RCSI held a virtual reception for Fellows and Members on Monday, 5 October which opened with a welcome address by ACS President Dr Valery Rusch, also an Honorary Fellow of RCSI. Vice-President Laura Viani, Council Member Margaret O’Donnell and I did short recorded interviews with several of our Fellows and Members working or training in North America. The event is available to view online here.
The Wednesday evening webinars continue to attract large numbers of viewers and have become part of the working week. On Wednesday, 7 October there was an excellent session on thyroid cancer, while on 14 October the presentations provided updates from the clinical programmes surgery. Dr Veda Hamilton, national clinical lead for acute hospital care provided a detailed update on COVID-19 and measures being taken to cope with the expected pressures on acute services.
The Global Health Education Ireland Symposium will take place online on Friday, 23 October. Speakers include Dr Mike Ryan (Executive Director, Health Emergencies Programme, WHO), Mr Colm Brophy TD (Minister of State for Overseas Development and Diaspora) and many more. Two of our partner organisations – COSECSA (surgical training) and CANECSA (anaesthesiology training) will also present. You can register for free and get full details of the programme here.
The MCRSI Part B examination was held on 6 and 7 October. The format of the examination was modified to be delivered safely in a socially distanced capacity. 54 candidates were examined across both days. This was an important milestone for the candidates and also the Core Surgical Training programme, as progression from ST2 to ST3 is dependent on success in the examination. I am very grateful to the members of the Court of Examiners who examined and to the staff of Surgical Affairs and SARA who made all the arrangements. Applications are now open for the 2021 Surgical Training Programmes, Closing date for submission is 19/11/2020 at 5pm and applicants can apply to Core Surgical Training here.
The 2019/2020 RCSI Annual Report was presented to Council at its meeting on 8 October – the report can be viewed here. It presents an outstanding account of the College and University activities over the past year. It is beautifully presented and well worth a look.
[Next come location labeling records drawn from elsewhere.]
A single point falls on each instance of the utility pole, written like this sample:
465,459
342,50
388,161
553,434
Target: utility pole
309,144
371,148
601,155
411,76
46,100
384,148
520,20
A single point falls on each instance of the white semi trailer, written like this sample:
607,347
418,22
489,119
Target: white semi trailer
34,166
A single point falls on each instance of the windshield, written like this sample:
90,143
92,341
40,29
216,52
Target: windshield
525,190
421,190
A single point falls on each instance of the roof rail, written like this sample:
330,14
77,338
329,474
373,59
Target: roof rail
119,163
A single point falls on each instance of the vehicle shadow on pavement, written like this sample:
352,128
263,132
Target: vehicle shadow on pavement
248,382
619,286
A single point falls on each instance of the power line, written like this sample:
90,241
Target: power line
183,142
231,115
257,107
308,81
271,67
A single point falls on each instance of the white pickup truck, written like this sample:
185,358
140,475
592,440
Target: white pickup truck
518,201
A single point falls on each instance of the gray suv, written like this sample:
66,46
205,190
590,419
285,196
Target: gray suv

2020 was designated by WHO the 'International Year of the Nurse and the Midwife' in honour of the 200th anniversary of Florence Nightingale's birth. This year also marks 50 years since the introduction of post-registration education in Emergency Nursing in Ireland. A webinar to celebrate to 50 years of Emergency Nursing in Ireland was hosted by RCSI National Emergency Programme on 15 October 2020.
Finally, it is with great sadness that we learned this week of the death of Frank McManus, formerly consultant orthopaedic surgeon at the Mater and Temple Street Hospitals and RCSI Council member from 1995 to 2014. Frank was tireless in his efforts to improve patient care and develop the facilities necessary to improve outcomes. He championed the development of the National Spinal Unit at the Mater Hospital and would have welcomed the announcement this week of funding for the National Trauma Centres. Frank served on every College committee and gave freely of his time and energy to promote the best in Irish surgery. Our thoughts are with his wife Susie and children Joseph, Johnny and Sorcha.